I like the art too. A friend of mine at work disagrees, finding it cheap-looking and 1990s, but I found it vivid and fun. It's cartoonish, extreme and full of odd design choices, such as chiaroscuro, anti-realistic colouring effects and Ogura's gun firing shells that are bigger than her torso. (Big guns, small girl. This hinders her in her first battle, since the recoil is a bitch.)
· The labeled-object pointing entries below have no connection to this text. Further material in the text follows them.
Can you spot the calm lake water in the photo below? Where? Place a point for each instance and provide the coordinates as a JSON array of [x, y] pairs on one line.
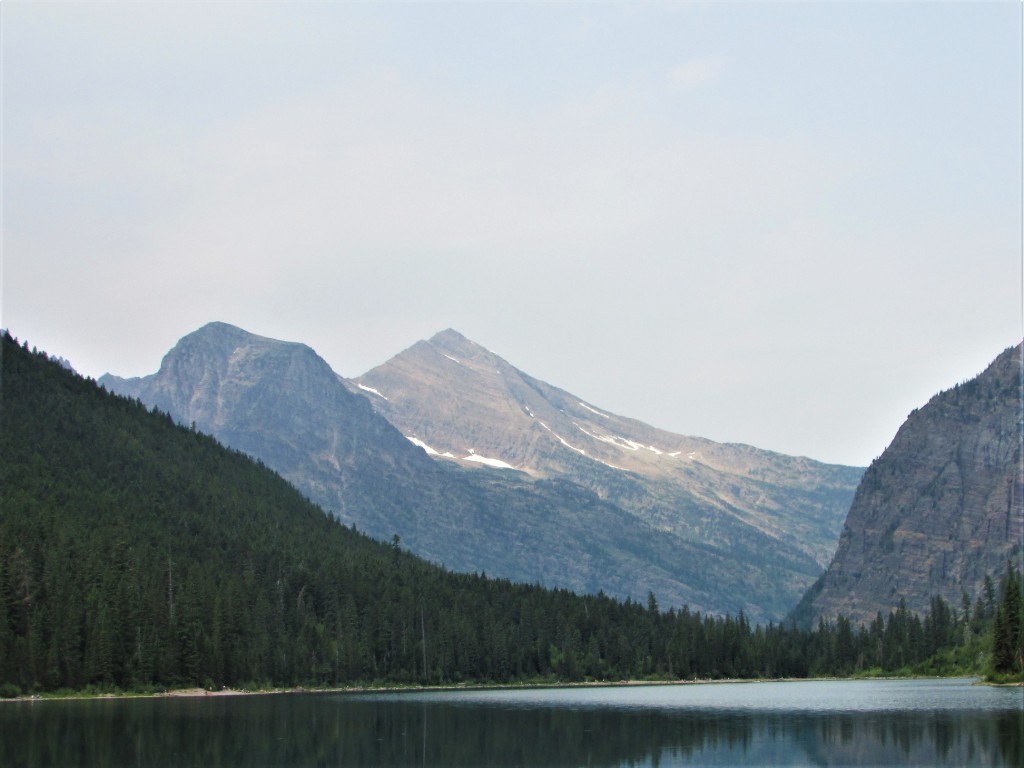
[[848, 723]]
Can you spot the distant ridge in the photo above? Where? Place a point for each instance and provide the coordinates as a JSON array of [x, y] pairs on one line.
[[461, 401], [590, 530], [940, 509]]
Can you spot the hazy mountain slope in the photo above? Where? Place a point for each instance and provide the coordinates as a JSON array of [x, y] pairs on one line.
[[466, 403], [282, 403], [939, 509]]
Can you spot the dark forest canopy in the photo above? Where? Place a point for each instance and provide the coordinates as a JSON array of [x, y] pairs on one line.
[[139, 554]]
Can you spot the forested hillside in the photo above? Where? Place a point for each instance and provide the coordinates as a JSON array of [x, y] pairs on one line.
[[135, 553]]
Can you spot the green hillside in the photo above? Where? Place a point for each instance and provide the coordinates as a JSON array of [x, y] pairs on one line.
[[138, 554]]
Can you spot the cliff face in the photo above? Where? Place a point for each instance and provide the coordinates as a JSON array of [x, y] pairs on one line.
[[939, 509]]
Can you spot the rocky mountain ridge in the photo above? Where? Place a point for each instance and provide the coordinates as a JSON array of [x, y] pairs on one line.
[[465, 403], [281, 402]]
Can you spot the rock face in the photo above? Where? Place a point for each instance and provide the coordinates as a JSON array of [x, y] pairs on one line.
[[939, 509], [466, 403], [564, 519]]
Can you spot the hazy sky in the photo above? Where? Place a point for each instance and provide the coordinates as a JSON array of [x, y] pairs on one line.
[[778, 224]]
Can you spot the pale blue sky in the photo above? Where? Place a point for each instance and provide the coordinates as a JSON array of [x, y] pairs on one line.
[[780, 224]]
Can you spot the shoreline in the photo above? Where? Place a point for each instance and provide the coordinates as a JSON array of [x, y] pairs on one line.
[[196, 692]]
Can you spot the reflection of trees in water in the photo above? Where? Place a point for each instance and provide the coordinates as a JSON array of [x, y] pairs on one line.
[[337, 730]]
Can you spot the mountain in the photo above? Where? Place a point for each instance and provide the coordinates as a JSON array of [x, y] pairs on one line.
[[139, 554], [281, 402], [939, 510], [465, 403]]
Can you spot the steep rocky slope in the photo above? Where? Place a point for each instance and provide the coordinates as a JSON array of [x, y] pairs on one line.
[[465, 403], [939, 509], [282, 403]]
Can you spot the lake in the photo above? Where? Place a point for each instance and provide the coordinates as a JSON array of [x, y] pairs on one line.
[[845, 723]]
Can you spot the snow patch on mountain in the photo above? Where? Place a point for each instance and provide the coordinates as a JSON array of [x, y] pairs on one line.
[[430, 451], [498, 463], [365, 388], [594, 411]]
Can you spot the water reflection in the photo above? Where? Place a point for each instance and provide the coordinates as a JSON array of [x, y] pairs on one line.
[[323, 729]]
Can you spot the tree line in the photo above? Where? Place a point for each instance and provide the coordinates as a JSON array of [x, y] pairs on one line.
[[137, 554]]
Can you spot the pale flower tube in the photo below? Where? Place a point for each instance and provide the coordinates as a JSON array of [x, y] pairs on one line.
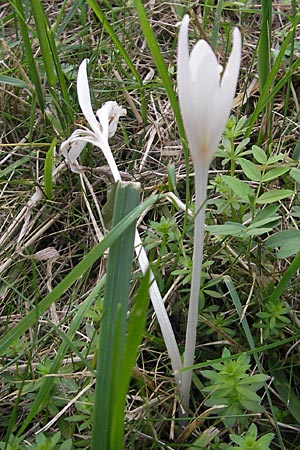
[[205, 99]]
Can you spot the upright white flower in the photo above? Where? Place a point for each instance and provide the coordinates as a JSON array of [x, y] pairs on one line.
[[205, 95], [103, 126], [205, 99]]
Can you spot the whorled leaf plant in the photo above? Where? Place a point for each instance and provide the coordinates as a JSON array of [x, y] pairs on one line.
[[205, 99]]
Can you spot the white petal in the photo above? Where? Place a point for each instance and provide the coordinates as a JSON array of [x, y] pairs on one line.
[[84, 98], [187, 102], [206, 81], [113, 119], [108, 116], [227, 89], [85, 136]]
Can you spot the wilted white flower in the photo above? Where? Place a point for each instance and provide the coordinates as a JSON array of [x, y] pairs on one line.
[[103, 125]]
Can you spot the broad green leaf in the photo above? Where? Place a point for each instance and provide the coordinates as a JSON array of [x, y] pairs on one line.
[[5, 79], [94, 254], [295, 174], [240, 188], [275, 173], [114, 320], [250, 170], [274, 196], [287, 240], [228, 229]]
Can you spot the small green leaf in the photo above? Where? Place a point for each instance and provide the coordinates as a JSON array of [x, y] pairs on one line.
[[273, 174], [295, 174], [274, 196], [240, 188], [250, 170], [259, 155], [287, 240]]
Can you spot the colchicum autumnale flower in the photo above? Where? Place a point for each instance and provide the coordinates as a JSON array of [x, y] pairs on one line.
[[103, 126], [205, 99]]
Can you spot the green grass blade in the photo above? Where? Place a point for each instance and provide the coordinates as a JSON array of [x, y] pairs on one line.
[[57, 362], [102, 18], [286, 278], [168, 85], [237, 303], [48, 170], [263, 60], [22, 326], [18, 5], [161, 67], [113, 324], [265, 96], [136, 326], [52, 65], [217, 19], [41, 28]]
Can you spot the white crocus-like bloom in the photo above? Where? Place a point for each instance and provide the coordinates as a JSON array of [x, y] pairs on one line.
[[205, 95], [103, 126], [205, 99]]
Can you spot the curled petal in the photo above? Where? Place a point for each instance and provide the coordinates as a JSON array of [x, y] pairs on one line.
[[108, 116], [84, 98]]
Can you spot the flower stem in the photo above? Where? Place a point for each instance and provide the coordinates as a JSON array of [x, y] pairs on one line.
[[201, 175]]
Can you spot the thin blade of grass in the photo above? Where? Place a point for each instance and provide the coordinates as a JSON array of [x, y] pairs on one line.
[[286, 278], [101, 16], [263, 51], [40, 22], [217, 19], [48, 170], [265, 97], [113, 324], [52, 65], [162, 69], [61, 352], [18, 5]]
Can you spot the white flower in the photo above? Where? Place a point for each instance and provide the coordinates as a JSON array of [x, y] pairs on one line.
[[205, 97], [103, 126]]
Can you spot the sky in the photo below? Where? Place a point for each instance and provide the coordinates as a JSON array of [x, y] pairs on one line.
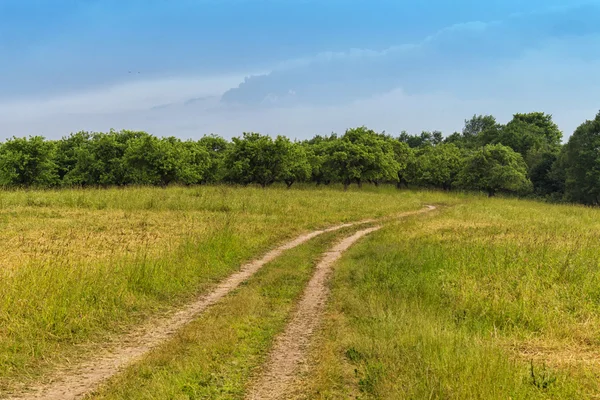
[[188, 68]]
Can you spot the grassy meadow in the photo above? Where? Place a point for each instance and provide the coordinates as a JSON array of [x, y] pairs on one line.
[[80, 266], [480, 299], [491, 299]]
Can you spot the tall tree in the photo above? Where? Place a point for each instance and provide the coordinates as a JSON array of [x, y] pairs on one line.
[[28, 162], [493, 168], [582, 164], [438, 166]]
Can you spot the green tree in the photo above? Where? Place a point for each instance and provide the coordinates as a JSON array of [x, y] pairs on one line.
[[216, 147], [27, 162], [295, 165], [478, 131], [438, 166], [318, 150], [152, 161], [582, 164], [68, 152], [403, 155], [255, 158], [493, 168], [363, 155]]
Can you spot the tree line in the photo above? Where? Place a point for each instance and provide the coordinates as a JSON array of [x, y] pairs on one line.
[[525, 157]]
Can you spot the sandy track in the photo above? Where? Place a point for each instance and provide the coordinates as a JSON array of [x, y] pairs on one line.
[[290, 350], [82, 379]]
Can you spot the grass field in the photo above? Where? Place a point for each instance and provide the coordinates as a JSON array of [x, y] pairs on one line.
[[492, 299], [80, 266], [484, 298]]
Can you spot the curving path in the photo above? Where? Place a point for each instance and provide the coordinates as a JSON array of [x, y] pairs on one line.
[[82, 379], [290, 350]]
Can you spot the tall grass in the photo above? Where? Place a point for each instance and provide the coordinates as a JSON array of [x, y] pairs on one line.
[[78, 266], [493, 299]]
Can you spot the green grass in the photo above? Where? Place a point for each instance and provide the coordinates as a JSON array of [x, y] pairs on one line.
[[491, 299], [80, 266], [215, 356]]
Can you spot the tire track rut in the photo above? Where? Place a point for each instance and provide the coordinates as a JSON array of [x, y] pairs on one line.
[[290, 350]]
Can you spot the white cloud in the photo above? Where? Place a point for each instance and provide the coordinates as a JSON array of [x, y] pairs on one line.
[[129, 96]]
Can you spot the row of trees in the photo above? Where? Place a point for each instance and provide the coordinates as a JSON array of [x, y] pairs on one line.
[[524, 156]]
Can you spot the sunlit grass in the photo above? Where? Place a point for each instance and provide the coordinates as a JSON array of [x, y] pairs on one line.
[[216, 356], [78, 266], [493, 299]]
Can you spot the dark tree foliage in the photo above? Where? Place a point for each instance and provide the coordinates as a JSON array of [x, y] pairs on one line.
[[27, 162], [524, 156], [582, 164], [495, 168]]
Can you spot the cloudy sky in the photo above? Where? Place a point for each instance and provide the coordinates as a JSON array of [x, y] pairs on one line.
[[293, 67]]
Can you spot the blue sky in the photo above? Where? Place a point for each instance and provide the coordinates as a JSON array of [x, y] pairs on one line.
[[294, 67]]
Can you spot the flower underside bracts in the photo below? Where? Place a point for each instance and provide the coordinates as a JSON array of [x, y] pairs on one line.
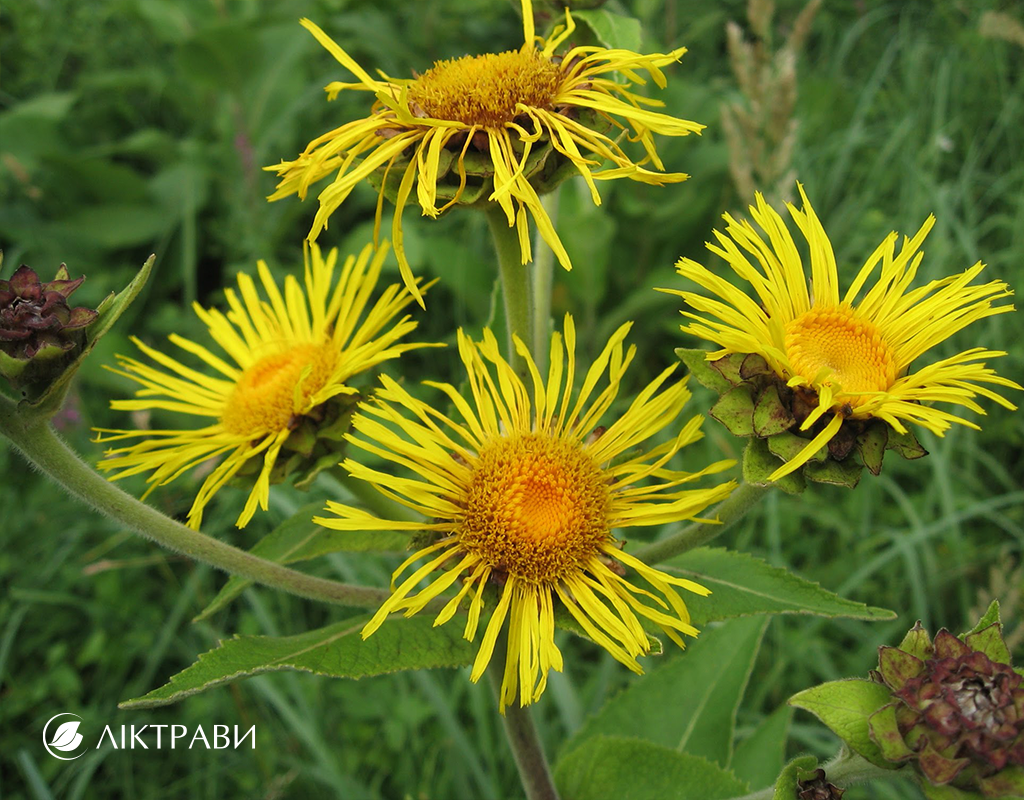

In the abstract, I adore this show. Jack the Ripper teams up with Gandhi and a Japanese schoolgirl who's the reincarnation of Obu Nobunaga to fight invading aliens. How can anyone not admire that? In practice, alas, in places it falls a little short of what I might personally have hoped for, but there's still enough cool stuff here to make me a fan. Ogura brings the show alive, obviously. She's geekily lovable and the anime's not afraid to make her look goofy. ("The Girl Who Drools.") She's the audience identification figure and our emotional way into this military bug-bashing world... yet at the same time, as Nobunaga she's also scarier and more ruthless than Jack the Ripper. I want a Season Two and I want it now.